Walking through and around the Chicago Loop and its immediate vicinity makes me feel connected and strong. I want to walk here for a long time.
I see many beautiful things: a group of teenagers cavorting in front of a 7-Eleven, their youth crackling in the air; a seagull, flown in all the way from the lake, perched on a sign for the Washington Blue line station; the sun when it dips behind a Willis Tower. The city flowers in their planters. The cornices of the Harold Washington Library. Women smiling to themselves.
This last one keeps coming up.
Lately, I have seen many women in the Loop who are up to something good. They’re smiling like they’re in love. Or lust. Perhaps it’s their spouse. Maybe a new lover. Maybe it’s just a crush. (“Just”!) Maybe they’re smiling about last night — or this morning. Without question, it’s good.
It happened again this afternoon.

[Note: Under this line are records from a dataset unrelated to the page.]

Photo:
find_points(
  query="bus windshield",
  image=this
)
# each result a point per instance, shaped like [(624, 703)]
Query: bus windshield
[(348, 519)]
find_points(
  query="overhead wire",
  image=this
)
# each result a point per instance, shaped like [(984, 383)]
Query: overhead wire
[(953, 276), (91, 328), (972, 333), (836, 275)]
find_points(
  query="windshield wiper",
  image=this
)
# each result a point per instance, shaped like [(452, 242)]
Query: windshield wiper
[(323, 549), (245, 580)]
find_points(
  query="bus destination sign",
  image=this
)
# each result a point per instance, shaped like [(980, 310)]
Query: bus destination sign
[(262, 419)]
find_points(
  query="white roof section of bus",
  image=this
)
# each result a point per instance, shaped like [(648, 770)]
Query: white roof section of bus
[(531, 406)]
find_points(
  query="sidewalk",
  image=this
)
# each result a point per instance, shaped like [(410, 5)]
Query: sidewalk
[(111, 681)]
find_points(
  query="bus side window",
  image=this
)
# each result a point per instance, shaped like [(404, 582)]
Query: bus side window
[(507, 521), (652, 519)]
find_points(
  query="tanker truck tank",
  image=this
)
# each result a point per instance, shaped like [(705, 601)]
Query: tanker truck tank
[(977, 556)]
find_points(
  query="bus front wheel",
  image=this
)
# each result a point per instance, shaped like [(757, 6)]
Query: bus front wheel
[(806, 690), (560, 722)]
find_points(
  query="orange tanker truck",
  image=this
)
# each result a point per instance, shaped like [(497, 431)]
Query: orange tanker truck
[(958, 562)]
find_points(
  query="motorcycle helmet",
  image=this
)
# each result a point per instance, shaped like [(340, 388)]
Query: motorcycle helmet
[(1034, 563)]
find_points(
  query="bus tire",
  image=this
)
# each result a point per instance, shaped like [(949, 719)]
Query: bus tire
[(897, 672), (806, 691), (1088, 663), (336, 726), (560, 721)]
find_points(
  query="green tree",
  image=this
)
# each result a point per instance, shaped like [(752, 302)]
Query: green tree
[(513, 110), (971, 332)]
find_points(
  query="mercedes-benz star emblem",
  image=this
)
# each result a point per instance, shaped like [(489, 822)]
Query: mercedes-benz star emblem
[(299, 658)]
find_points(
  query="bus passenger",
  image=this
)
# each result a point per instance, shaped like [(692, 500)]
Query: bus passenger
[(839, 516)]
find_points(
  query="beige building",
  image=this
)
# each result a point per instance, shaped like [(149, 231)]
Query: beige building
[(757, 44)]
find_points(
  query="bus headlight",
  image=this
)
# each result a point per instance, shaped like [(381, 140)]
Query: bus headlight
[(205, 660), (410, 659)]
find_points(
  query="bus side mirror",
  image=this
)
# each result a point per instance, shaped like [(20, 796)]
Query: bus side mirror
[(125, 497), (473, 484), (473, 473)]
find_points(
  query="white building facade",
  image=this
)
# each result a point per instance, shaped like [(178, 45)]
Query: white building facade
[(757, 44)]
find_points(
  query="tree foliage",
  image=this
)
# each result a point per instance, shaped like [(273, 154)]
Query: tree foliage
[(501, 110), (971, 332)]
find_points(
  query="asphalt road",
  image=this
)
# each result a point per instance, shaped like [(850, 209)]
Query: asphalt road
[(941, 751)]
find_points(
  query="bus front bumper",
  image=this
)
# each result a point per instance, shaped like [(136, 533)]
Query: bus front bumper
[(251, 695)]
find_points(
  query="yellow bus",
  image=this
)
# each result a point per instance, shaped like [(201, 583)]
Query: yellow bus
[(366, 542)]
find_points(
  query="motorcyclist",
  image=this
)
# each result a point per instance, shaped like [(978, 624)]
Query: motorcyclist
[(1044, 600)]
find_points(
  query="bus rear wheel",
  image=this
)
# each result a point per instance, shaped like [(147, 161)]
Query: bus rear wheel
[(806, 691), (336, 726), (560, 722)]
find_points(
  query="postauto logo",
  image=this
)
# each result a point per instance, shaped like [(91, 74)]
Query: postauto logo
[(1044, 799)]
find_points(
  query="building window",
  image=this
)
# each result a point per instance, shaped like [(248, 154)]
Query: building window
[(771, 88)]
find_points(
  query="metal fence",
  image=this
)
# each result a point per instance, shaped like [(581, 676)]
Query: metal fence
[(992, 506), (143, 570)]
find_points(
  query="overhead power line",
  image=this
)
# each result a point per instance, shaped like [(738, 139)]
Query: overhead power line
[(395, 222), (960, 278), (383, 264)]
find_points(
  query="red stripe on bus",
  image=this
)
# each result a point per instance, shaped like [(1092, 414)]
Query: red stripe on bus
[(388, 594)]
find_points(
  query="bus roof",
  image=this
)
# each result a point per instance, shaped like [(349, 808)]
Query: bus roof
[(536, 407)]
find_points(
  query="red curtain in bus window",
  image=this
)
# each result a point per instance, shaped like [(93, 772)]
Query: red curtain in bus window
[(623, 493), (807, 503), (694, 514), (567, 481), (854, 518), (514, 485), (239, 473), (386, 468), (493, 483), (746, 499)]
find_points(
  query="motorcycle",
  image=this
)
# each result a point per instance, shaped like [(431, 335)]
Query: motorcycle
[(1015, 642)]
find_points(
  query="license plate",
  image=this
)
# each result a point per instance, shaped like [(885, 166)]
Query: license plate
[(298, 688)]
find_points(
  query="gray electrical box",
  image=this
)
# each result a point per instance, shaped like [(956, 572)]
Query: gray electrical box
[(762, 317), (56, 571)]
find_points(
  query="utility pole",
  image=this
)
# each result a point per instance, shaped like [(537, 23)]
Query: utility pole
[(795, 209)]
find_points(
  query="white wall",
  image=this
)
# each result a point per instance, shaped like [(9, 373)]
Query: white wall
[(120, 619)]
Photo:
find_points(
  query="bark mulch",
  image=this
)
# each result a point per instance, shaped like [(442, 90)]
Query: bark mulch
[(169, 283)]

I was walking east on Van Buren toward State. At the front of the crowd of people coming from the other direction was a woman, about my age, Korean, I think, smiling to herself. I glanced at her as we passed each other. She did not notice me at all because she was not particularly aware of anyone, or even that she was walking on Van Buren Street in Chicago. She was somewhere else, thinking about someone. It was obvious, even in the 2.2 seconds I had to read her face.
Maybe she was thinking about a text message or a flirt session with the object of her desire/affection. I’d like to think the corner of her mouth went up because she thought about she got the best kiss of her life this weekend.
Whatever it was, it was fresh. Nostalgia is not present in the smiles I’m seeing. These are the quiet, beautiful smiles of women — ranging in age, ethnicity, and physical appearance — in whom spring fever has manifested. I guess. That’s got to be part of it, right? There are countless ways to smile, countless reasons. What I’m seeing is particular.
Part of my happiness in witnessing this phenomenon is understanding how they feel. I’ve been that woman. I’m not right now, and I can say sincerely that it’s okay. I’ll be that woman again. As sure as the El curls to the west at Lake; as sure as the pigeons love the red Calder sculpture outside the post office on Dearborn; as sure as my tea in the morning, I’ll be walking through the Loop someday soon with my head in the clouds and a smile on my lips because of him.
It’s exciting, really. All that love on the way.